L’université à vocation scientifique, en collaboration avec Jabra, a étudié l’impact de la technologie vocale sur l’avenir du travail, les scientifiques prédisant que d’ici 2028, l’IA vocale deviendra la méthode de travail par défaut.
Dans les années à venir, l’étude indique que les travailleurs parleront sur leur téléphone ou leur ordinateur portable au lieu de taper sur un clavier, grâce à l’explosion de l’IA.
“Au moment où la génération Alpha entrera sur le marché du travail, l’IA sera pleinement intégrée et on parlera de son travail bien avant qu’il ne soit écrit”, a déclaré Paul Sephton, directeur mondial des communications de marque chez Jabra, à Fortune.
Dans un avenir pas si lointain, il prédit que la dactylographie ne sera utilisée qu’après coup. “Ils parlent pour écrire puis ils écrivent pour se perfectionner”, explique-t-il. “Et ils dirigeront le travail, pas seulement l’écriront. L’écriture devient une édition, pas une réflexion. La première ébauche du futur est parlée.”
“Ce n’est pas un avenir lointain”, prévient le rapport. “Il s’agit de la prochaine génération de la façon dont nous interagirons avec l’IA générative. Elle est alimentée par la voix et arrivera plus tôt que nous ne le pensons.”
Ce n’est pas seulement la génération Alpha qui bénéficiera également du passage à la technologie vocale.
Né depuis 2010, l’aîné de la génération Alpha rejoindra le marché du travail en 2030. Ainsi, en théorie, il ne saura peut-être jamais à quoi ressemblait la vie au bureau avant l’arrivée de la technologie vocale. Mais bien sûr, ils ne sont pas la seule génération à bénéficier du fait de dicter son travail au lieu de le taper à la machine.
Sephton explique que le changement se produit parce que « la parole remplace l’écriture parce qu’elle correspond à notre façon de penser : rapide, itérative, conversationnelle ». L’essentiel, le confort et l’efficacité gagnent toujours. Pour les travailleurs, actuels et futurs, cela signifiera pouvoir travailler de manière plus créative.

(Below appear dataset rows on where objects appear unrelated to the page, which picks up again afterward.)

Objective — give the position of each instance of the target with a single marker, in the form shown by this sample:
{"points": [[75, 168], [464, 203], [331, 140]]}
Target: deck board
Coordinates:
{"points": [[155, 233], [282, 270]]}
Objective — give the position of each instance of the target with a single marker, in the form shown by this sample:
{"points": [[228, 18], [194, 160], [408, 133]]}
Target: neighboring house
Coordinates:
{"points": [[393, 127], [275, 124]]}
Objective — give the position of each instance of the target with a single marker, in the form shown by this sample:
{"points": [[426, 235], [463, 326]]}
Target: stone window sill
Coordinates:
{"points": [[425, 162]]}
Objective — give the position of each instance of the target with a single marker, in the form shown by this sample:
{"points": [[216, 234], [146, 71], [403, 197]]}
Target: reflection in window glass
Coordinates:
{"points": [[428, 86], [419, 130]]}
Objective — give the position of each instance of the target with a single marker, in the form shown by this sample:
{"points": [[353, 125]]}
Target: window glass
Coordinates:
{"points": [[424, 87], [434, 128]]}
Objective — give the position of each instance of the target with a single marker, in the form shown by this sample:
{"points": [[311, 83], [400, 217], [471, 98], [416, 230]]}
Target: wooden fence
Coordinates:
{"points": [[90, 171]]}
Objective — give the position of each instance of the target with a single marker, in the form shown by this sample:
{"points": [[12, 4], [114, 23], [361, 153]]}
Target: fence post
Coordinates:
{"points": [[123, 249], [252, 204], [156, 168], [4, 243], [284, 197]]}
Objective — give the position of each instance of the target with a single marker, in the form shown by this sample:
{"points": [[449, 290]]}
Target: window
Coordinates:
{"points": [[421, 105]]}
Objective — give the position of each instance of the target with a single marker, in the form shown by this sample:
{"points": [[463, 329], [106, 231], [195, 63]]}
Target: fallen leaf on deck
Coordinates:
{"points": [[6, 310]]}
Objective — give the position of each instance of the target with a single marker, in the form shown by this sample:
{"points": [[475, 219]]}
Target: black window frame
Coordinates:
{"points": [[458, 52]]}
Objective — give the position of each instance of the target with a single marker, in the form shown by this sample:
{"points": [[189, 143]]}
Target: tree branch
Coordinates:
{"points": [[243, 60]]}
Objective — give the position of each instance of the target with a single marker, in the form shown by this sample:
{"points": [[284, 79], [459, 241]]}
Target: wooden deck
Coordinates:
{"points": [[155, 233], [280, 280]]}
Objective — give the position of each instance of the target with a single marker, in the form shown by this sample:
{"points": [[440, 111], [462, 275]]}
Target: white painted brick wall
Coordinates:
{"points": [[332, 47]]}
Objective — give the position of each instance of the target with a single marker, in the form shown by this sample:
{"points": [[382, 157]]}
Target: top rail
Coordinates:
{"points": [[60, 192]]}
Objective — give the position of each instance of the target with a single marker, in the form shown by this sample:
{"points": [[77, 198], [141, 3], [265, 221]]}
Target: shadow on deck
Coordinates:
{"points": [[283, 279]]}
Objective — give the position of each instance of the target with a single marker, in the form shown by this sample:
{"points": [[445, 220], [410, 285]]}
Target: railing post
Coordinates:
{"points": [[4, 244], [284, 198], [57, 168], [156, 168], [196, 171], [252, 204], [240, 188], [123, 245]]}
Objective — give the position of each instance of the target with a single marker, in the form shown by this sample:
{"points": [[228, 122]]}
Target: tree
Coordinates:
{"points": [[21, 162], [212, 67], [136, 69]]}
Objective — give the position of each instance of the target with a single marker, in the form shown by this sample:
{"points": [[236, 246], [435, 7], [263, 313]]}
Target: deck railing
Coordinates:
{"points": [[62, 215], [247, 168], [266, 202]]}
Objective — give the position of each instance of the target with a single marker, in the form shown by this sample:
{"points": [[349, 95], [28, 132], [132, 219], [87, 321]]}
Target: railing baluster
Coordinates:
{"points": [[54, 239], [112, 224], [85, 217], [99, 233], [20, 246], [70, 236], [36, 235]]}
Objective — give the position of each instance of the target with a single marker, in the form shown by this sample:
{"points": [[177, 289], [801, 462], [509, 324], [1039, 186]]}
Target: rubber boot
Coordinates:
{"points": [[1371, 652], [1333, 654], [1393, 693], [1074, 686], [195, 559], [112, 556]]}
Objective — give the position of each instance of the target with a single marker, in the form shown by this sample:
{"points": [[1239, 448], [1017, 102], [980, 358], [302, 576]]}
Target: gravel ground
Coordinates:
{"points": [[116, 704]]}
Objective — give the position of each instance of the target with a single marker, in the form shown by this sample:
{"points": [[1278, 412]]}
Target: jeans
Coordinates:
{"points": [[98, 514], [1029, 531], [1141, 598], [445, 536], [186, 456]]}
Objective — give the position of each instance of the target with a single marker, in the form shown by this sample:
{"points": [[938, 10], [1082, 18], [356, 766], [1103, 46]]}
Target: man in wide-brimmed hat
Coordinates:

“Souvent, nos meilleures idées ne viennent pas lorsque nous sommes assis à notre bureau”, explique Sephton, ajoutant que le fait de pouvoir avoir un coéquipier IA au lieu de devoir s’arrêter pour noter des idées aidera à mieux capturer chaque instant d’ampoule.
C’est aussi un grand facilitateur d’inclusion, dit-il. Pour les parents en déplacement, par exemple, il peut être plus facile de jongler entre parler au téléphone et travailler lorsque vous avez besoin de vos mains que d’avoir à écrire.
La technologie vocale sur le lieu de travail : une menace pour la productivité, l’inclusion et la responsabilité
Bien entendu, une entreprise d’audio et de vidéoconférence peut être optimiste quant au fait que l’avenir du travail passe par sa technologie. Fortune s’est donc également tournée vers d’autres enseignants pour obtenir leur avis.
Et c’est un différenciateur clé. Le Dr Bertrand Audrins, professeur adjoint de gestion des ressources humaines et de comportement organisationnel à l’EHL Hospitality Business School, prévient qu’à moins que les notes vocales ne soient spécifiquement transcrites en texte, elles peuvent accidentellement exonérer l’expéditeur de « responsabilité et obligation de rendre compte ». Lorsque quelqu’un envoie beaucoup de notes vocales dans Slack ou Teams, par exemple, il peut être difficile de suivre exactement ce qui a été dit et quand.
De plus, la nature même de l’enregistrement de votre flux de pensées en direct implique beaucoup de montages ultérieurs.
Si vous envoyez un mémo vocal informel, vous devrez peut-être le réenregistrer pour obtenir le ton et le message appropriés. Même s’il est transcrit, quelqu’un devra quand même supprimer les « euh » et les éventuelles tangentes. Pour les locuteurs non natifs ou ceux ayant des troubles de la parole, Audrins dit que c’est encore plus compliqué.
Et ironiquement, ce qui est censé rendre le travail plus facile peut le rendre plus difficile. “Le simple fait que les mémos vocaux soient faciles à enregistrer et à partager peut constituer une menace pour la productivité, car cela peut entraîner une surcharge de communication.”